Started by Millennials about a decade ago, the FIRE Movement (meaning “financial independence, retire early”) has really taken off. Growing numbers of young people plan to work only as long as they have to and live off their assets and savings. Sounds nice, right? In this article, I’ll explore what it would really take to retire early.
How to Retire Early
My rule of thumb is that you need at least 25 times your current yearly expenses to comfortably retire and maintain your current standard of living. Meaning if you spend $100,000 per year, you’ll need to save over $2 million dollars. I like this formula because it allows for a comfortable withdrawal level in retirement while maintaining your invested assets.

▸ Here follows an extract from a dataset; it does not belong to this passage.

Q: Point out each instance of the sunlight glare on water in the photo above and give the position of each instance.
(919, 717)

I’m not saying saving that much is easy, but it can be done. It requires a Spartan lifestyle while you save a large portion of your income. For some, this can be as much as 50% of after-tax income put into savings and investments. This may mean cooking more at home and seeing your friends vacation photos on Facebook instead of being there with them. However, it can be worth it for the years of stress-free retirement.
Investing for FIRE
Sorry to say, you can’t just put your paycheck in your piggie bank and hope to retire early. You’ll need to make smart investments. Most rely on the power of compound interest and the cooperation of the stock market. Most expect it to grow at a 7-8% rate per year, but not to rain on their parade, I wouldn’t be so sure about that.
It might seem obvious that there is a potential for a rocky road ahead as the stock market is at all-time highs after a ten-year run. No one really knows if the market will deliver this rate over time. If you look history squarely in the eye, you’d have to accept that doesn’t always perform as expected. I worry for those who’ve already quit their jobs and are relying solely on the stock market.

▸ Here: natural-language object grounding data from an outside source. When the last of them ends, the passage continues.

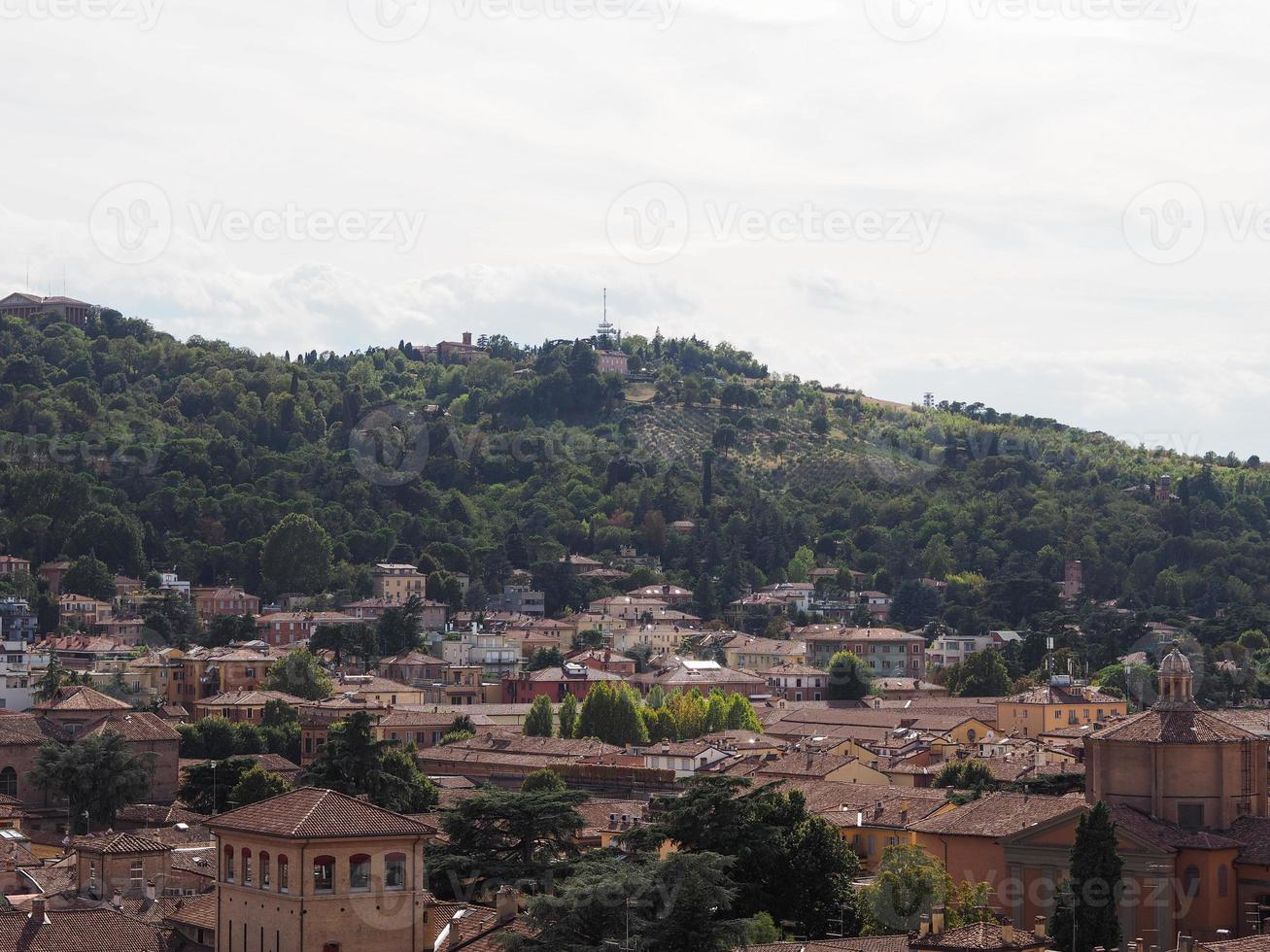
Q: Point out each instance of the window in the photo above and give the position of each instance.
(1190, 881)
(1190, 816)
(360, 872)
(394, 871)
(324, 873)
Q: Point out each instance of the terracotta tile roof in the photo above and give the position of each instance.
(998, 815)
(198, 911)
(79, 931)
(315, 812)
(1254, 834)
(978, 935)
(117, 843)
(82, 698)
(1174, 727)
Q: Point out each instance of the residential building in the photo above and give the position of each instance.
(554, 683)
(396, 583)
(25, 306)
(1062, 702)
(17, 621)
(889, 653)
(521, 599)
(224, 600)
(13, 565)
(797, 682)
(317, 871)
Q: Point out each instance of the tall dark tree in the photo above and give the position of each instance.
(1087, 910)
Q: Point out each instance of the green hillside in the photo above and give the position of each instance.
(145, 451)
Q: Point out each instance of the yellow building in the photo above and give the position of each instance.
(315, 869)
(1055, 704)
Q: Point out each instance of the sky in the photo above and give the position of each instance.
(1057, 207)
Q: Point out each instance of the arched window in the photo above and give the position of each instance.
(394, 871)
(1190, 881)
(324, 873)
(360, 872)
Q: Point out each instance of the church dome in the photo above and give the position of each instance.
(1175, 663)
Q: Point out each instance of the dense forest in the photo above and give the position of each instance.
(146, 452)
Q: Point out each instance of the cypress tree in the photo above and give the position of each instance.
(1092, 890)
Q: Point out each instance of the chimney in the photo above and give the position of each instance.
(507, 902)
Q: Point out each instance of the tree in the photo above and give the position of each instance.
(504, 836)
(257, 785)
(355, 763)
(540, 721)
(296, 555)
(848, 678)
(399, 626)
(567, 716)
(910, 882)
(300, 674)
(545, 781)
(981, 674)
(973, 776)
(89, 575)
(98, 774)
(1086, 913)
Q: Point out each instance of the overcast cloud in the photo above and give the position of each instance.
(1057, 207)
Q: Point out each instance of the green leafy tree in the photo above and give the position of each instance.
(567, 716)
(848, 678)
(981, 674)
(257, 785)
(89, 575)
(300, 675)
(504, 836)
(98, 774)
(910, 884)
(1086, 913)
(545, 781)
(296, 555)
(540, 721)
(356, 763)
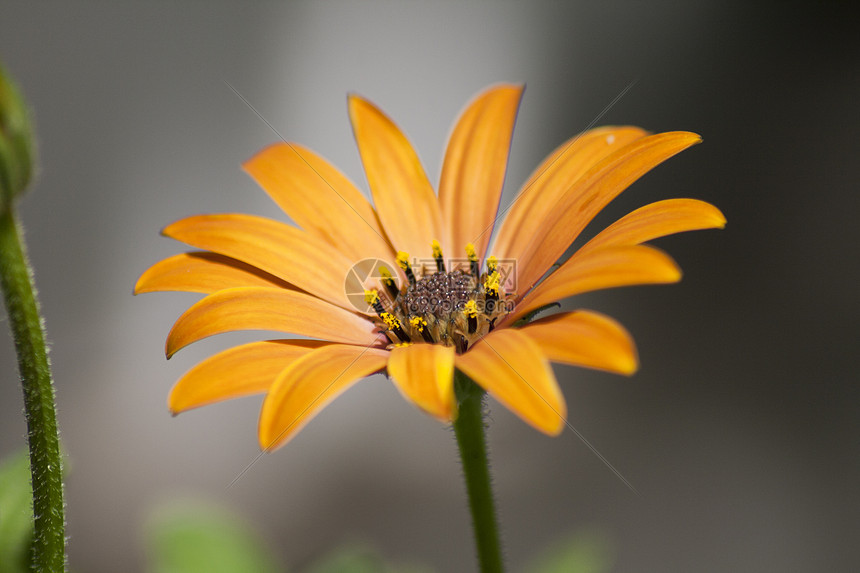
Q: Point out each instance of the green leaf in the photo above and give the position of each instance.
(187, 537)
(582, 552)
(16, 513)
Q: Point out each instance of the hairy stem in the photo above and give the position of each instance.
(45, 463)
(469, 429)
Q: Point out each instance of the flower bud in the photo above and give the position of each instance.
(16, 142)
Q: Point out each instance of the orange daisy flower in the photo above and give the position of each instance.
(370, 286)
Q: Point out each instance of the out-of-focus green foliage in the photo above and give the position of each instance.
(582, 552)
(16, 514)
(16, 142)
(186, 537)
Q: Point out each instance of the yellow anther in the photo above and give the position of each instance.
(437, 249)
(403, 259)
(471, 309)
(390, 320)
(471, 253)
(371, 297)
(418, 323)
(492, 284)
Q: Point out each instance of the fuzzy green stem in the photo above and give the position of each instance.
(49, 541)
(469, 429)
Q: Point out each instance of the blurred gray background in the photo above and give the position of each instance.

Diversifying your Portfolio with Real Estate
For both those looking into FIRE and early retirees looking to diversify their portfolio, I recommend investing in real estate. Real estate is a great complement to the stock market and other asset classes because the real estate market and the stock market aren’t directly related. If the stock market takes a hit, people will still need places to live. Moreover, it offers an excellent return that can be better than the stock market.
“Diversification” may sound like a buzzword, but it can mean the difference between going back to work and lounging at home. I’d recommend a first-time real estate investor buy a 2-3 unit building and live in one unit and rent out the other.